And, do you know, when he dropped in the big stone and stood on it to make it all safe by plugging up the "interstices" with smaller stones and rubble, as the book said—lo! the river rose again and swept away the whole work from side to side, all except the big bowlder Hugh John was standing on!
You never saw such a thing. Horatius, with the bridge going down behind him, was at least on dry land. But there stood Hugh John waving his arms to keep his balance, and crying out, "Oh—I don't care—I don't care—I'll dam it yet!"
It was very ignoble, he said afterwards, of any river to behave that way. Why couldn't it have stopped where it was put and done what it was told? Anyway, while we tried to get him a plank to crawl ashore on, the big bowlder swerved, and toppled him right in, and he was wet up to his watch-pocket.
He had to go to the top of the Feudal Tower all by himself, and play at being the Lady Godiva riding through Coventry, while his things dried over the ramparts. But he took good care that nobody saw him. He dared Toady Lion to come within half-a-mile. While he was away, we made great excavations and navigable channels. One of these was so huge that Sir Toady says that the ruins will remain even when we are Grown-ups ourselves. But that is a long time yet, and I don't see how Sir Toady can possibly know.
He also says that, just as there are the ruins of Memphis, Nineveh, Rome, the Calton Hill, and the Portobello Brickworks, so there will be the ruins of the First and Second Torres Vedras. Digging people in future generations will wonder who made them, and so on each of the big stones he has placed an inscription in the Abracadabrian language to tell the explorers all about it.
Now I will tell you about the Abracadabrian language. We made it up ourselves, and we four in the nursery all speak it fluently. Only the curious thing about it is that none of us has the least idea what the others are talking about! This must be owing, says Hugh John, to "some variation of dialect, such as creeps into all languages sooner or later."

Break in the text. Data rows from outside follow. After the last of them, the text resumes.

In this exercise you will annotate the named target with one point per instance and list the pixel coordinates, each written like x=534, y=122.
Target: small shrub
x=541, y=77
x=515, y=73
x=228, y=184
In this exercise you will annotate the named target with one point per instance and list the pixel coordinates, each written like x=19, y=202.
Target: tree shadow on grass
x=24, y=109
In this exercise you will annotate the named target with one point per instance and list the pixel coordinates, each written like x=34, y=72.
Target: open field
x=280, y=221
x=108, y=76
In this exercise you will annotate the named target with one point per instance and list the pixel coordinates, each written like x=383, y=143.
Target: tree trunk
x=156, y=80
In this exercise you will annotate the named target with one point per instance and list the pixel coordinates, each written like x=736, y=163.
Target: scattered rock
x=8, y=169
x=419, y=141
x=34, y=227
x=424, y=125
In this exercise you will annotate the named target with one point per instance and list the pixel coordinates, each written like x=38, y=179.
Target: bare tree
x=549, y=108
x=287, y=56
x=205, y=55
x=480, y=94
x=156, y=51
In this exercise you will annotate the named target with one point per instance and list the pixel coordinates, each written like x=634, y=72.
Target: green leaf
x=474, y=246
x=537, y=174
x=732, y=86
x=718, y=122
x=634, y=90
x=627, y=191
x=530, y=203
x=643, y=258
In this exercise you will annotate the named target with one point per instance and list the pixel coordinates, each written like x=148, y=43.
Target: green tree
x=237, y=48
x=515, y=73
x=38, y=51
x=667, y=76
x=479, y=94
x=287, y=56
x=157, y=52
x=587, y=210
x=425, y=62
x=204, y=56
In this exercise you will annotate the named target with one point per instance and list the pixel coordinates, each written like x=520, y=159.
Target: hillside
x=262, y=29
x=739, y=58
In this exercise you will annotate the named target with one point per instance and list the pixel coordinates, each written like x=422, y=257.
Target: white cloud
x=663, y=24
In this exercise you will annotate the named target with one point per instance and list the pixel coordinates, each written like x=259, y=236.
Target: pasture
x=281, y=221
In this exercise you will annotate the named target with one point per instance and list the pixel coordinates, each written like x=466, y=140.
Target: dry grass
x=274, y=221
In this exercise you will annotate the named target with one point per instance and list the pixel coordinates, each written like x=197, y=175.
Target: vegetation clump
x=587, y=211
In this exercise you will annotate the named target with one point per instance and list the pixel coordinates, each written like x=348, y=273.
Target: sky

The Abracadabrian language has suffered sooner than most, that is all. In fact, it was born suffering. But it is the writing of it that is most difficult. It is founded on always putting a Z for an A, and so back through the alphabet. And so difficult to read is it that not even the writer of any sentence in that language has ever been able to make out what he meant, twenty-four hours after!
Hugh John and I really labored at it hard, and might have made progress if we had not squabbled about the grammatical rules. But Sir Toady said brazenly, "Hinky-chinky-pin!" And stuck to it that it meant, "The enemy of the Nursery Commonwealth has arrived at Leith, burnt his ships, and is now marching on Peebles!" As for Maid Margaret, she said it was so, and would Sir Toady please come with her and fish for minnows with a tin can tied to a string?
This they did. They had no souls for true philology. They don't even know what the word means. (I have just looked it up.) After he was dried up all right alone in the Feudal Tower, Hugh John dressed himself, and signaled to me by waving his handkerchief three times, once with his right hand, once with his bare toes, and once holding it between his teeth—pretty intricate when you are not used to it.
This, when you can see it, is our fiery cross—that is, Hugh John's and mine. As I say, it takes a good deal of trouble, but it is a worthy summons—and the copy-book says that nothing truly noble is achieved without difficulty.